RtaForge / Anvaya-Rabbit-2.7B
Architecture: RtaSSM (Custom non-transformer State Space Model)
Parameters: 2.7 Billion
Topology: fu-64 (64 layers, d_model=2560)
Current Release: v0.6 — Logic Domain
This release reflects training on a curated logic and reasoning corpus. The model is an intermediate checkpoint; full benchmark evaluation and public release are gated on completing the training curriculum.
Files:
| Format | Path |
|---|---|
| PyTorch | base/Anvaya-Rabbit-2.7B-0.6-base.pt |
⚠️ v0.1-alpha Weights Deprecated
Do not use the v0.1-alpha weights.
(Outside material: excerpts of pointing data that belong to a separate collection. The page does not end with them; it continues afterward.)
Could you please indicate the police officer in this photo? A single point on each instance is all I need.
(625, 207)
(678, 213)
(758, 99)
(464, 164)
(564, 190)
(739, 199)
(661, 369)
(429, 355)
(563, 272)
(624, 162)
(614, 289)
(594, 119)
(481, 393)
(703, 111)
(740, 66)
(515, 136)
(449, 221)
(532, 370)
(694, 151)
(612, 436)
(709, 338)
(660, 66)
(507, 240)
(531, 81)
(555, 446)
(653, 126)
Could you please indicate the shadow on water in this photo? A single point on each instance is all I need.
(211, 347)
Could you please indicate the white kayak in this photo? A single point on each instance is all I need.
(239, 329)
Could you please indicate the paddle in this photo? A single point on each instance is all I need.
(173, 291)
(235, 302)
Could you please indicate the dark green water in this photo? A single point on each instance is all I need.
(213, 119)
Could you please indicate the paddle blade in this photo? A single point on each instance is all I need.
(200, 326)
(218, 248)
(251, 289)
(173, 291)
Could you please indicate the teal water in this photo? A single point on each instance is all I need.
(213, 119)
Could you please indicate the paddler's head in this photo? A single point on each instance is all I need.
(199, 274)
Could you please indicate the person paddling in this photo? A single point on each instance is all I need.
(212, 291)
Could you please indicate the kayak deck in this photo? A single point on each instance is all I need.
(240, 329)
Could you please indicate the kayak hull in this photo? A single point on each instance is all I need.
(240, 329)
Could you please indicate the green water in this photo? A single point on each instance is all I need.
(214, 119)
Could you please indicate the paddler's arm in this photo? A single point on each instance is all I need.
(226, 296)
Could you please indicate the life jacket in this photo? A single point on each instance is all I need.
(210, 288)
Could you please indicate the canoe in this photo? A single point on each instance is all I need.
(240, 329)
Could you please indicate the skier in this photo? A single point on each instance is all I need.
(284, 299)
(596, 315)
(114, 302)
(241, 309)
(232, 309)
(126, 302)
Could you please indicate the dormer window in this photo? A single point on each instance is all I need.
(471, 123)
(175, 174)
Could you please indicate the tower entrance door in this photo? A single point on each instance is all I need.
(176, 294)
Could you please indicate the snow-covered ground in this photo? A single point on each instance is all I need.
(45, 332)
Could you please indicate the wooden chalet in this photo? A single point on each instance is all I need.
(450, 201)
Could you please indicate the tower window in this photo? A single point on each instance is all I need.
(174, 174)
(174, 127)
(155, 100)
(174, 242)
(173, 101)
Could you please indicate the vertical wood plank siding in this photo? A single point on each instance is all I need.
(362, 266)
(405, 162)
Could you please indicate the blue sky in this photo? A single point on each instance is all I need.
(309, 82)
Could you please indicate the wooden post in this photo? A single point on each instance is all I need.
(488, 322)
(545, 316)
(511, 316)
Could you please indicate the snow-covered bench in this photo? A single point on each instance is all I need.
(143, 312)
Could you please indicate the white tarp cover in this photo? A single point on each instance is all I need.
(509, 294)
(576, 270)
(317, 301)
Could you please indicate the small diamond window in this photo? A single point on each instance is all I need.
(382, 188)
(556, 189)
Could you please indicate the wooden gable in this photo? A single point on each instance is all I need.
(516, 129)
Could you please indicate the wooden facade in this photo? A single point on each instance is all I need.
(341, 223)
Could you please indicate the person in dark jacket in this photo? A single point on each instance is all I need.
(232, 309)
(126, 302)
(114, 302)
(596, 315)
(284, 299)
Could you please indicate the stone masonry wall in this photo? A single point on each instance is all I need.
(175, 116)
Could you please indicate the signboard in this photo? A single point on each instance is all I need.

The v0.6 checkpoint is the correct starting point.
A silent corruption occurred during weight migration in v0.1-alpha:
- Tensor Layout Mismatch: Migration assumed WIDE layout for
in_proj. The Mamba2-2.7B HF checkpoint uses TALL[10576, 2560], silently loading gating values into signal matrices. - Vocabulary Alignment: Shape mismatch caused the embedding layer to be skipped. The model ran on random embeddings.
Result: CE ~46 (4× worse than random baseline of 10.83). Fixed in v0.5; v0.6 builds on that foundation.
Model Highlights
- Architecture: RtaSSM — a custom non-transformer State Space Model, not derived from any public SSM codebase
- Scale: 2.7 Billion Parameters
- Training: Multi-phase curriculum (logic → math → science/STEM → instruct fine-tune)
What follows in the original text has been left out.